While most words seem to be similarly used, some words are interestingly skewed towards conforming with traditional gender roles such as sports for men and birthing for women.
Sentiment Analysis of Comments
A sentiment analysis of the comments from the two subreddits would be pretty interesting.
y<- AskMen %>%
group_by(X) %>%
ungroup() %>%
unnest_tokens(word, Text)
x<- AskWomen %>%
group_by(X) %>%
ungroup() %>%
unnest_tokens(word, Text)
yy<- y %>%
inner_join(get_sentiments("bing")) %>%
count(index = X %/% 80, sentiment) %>%
spread(sentiment, n, fill = 0) %>%
mutate(sentiment = positive - negative)
## Joining, by = "word"
xx<- x %>%
inner_join(get_sentiments("bing")) %>%
count(index = X %/% 80, sentiment) %>%
spread(sentiment, n, fill = 0) %>%
mutate(sentiment = positive - negative)
## Joining, by = "word"
men_sentiment <- ggplot(yy, aes(index, sentiment)) +
geom_col(show.legend = FALSE)
women_sentiment <- ggplot(xx, aes(index, sentiment)) +
geom_col(show.legend = FALSE)
ggarrange(men_sentiment, women_sentiment, ncol = 2, labels = c("r/AskMen", "r/AskWomen"))

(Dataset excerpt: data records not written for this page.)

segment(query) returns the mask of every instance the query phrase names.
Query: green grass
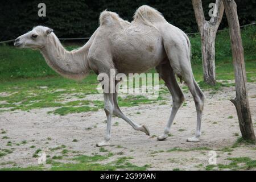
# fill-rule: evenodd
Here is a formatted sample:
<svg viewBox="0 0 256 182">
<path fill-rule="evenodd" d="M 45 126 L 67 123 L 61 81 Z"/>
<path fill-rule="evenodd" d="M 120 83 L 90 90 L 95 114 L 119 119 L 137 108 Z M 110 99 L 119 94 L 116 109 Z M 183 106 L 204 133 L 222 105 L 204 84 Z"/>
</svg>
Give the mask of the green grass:
<svg viewBox="0 0 256 182">
<path fill-rule="evenodd" d="M 201 150 L 211 150 L 212 149 L 206 147 L 195 147 L 191 148 L 181 148 L 179 147 L 174 147 L 171 149 L 170 149 L 167 151 L 167 152 L 189 152 L 192 151 L 201 151 Z"/>
<path fill-rule="evenodd" d="M 243 139 L 241 136 L 237 138 L 236 142 L 233 144 L 232 148 L 237 148 L 241 146 L 242 144 L 249 145 L 255 144 L 255 143 L 254 141 L 246 140 Z"/>
<path fill-rule="evenodd" d="M 253 160 L 248 157 L 229 158 L 229 160 L 227 164 L 218 164 L 217 165 L 208 165 L 205 167 L 205 169 L 209 171 L 213 169 L 253 169 L 256 168 L 256 160 Z"/>
<path fill-rule="evenodd" d="M 256 77 L 256 26 L 242 30 L 246 68 L 249 82 L 255 81 Z M 205 84 L 203 80 L 201 60 L 200 38 L 190 38 L 192 48 L 192 69 L 196 80 L 203 89 L 211 89 L 212 94 L 222 86 L 234 85 L 225 82 L 234 80 L 234 71 L 228 31 L 217 34 L 216 43 L 216 77 L 224 81 L 217 82 L 214 86 Z M 71 49 L 74 46 L 67 47 Z M 81 81 L 75 81 L 58 76 L 47 65 L 43 56 L 37 51 L 16 49 L 13 47 L 0 46 L 0 112 L 21 110 L 29 111 L 34 109 L 52 108 L 49 114 L 66 115 L 86 111 L 94 111 L 104 108 L 102 101 L 85 100 L 88 94 L 97 93 L 97 76 L 91 72 Z M 155 73 L 151 70 L 150 73 Z M 160 84 L 163 84 L 162 80 Z M 188 92 L 187 86 L 183 90 Z M 164 94 L 169 93 L 167 88 L 159 90 L 157 100 L 148 100 L 144 96 L 118 97 L 120 106 L 134 106 L 159 102 L 166 104 Z M 64 100 L 76 98 L 75 101 L 64 102 Z M 187 103 L 183 104 L 185 106 Z M 139 114 L 137 113 L 137 114 Z M 5 131 L 2 131 L 2 133 Z"/>
<path fill-rule="evenodd" d="M 51 164 L 49 168 L 46 168 L 43 166 L 31 166 L 26 168 L 13 167 L 0 169 L 2 171 L 34 171 L 34 170 L 51 170 L 51 171 L 114 171 L 122 170 L 146 170 L 150 166 L 148 164 L 140 167 L 133 164 L 129 162 L 133 159 L 132 157 L 122 157 L 104 164 L 99 163 L 101 161 L 106 160 L 113 155 L 109 153 L 106 156 L 95 155 L 93 156 L 78 155 L 73 157 L 71 160 L 72 163 L 63 163 L 56 162 L 55 159 L 61 159 L 61 156 L 54 156 L 51 159 L 47 159 L 47 163 Z"/>
</svg>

Looks like r/AskMen has more wholesome content as compared to r/AskWomen in general but the hate comes on pretty strong when it does come out. Let’s take a look at the most common positive words once.
bing_word_counts_y <- y %>%
inner_join(get_sentiments("bing")) %>%
count(word, sentiment, sort = TRUE) %>%
ungroup()
## Joining, by = "word"
bing_word_counts_x <- x %>%
inner_join(get_sentiments("bing")) %>%
count(word, sentiment, sort = TRUE) %>%
ungroup()
## Joining, by = "word"
men<- bing_word_counts_y %>%
group_by(sentiment) %>%
top_n(10) %>%
ungroup() %>%
mutate(word = reorder(word, n)) %>%
ggplot(aes(word, n, fill = sentiment)) +
geom_col(show.legend = FALSE) +
facet_wrap(~sentiment, scales = "free_y") +
labs(y = "Contribution to sentiment",
x = NULL) +
coord_flip()
## Selecting by n
wim<- bing_word_counts_x %>%
group_by(sentiment) %>%
top_n(10) %>%
ungroup() %>%
mutate(word = reorder(word, n)) %>%
ggplot(aes(word, n, fill = sentiment)) +
geom_col(show.legend = FALSE) +
facet_wrap(~sentiment, scales = "free_y") +
labs(y = "Contribution to sentiment",
x = NULL) +
coord_flip()
## Selecting by n
ggarrange(men, wim, nrow = 2, labels = c("r/AskMen", "r/AskWomen"))
Like and well probably have a lot of noise from being used in other ways.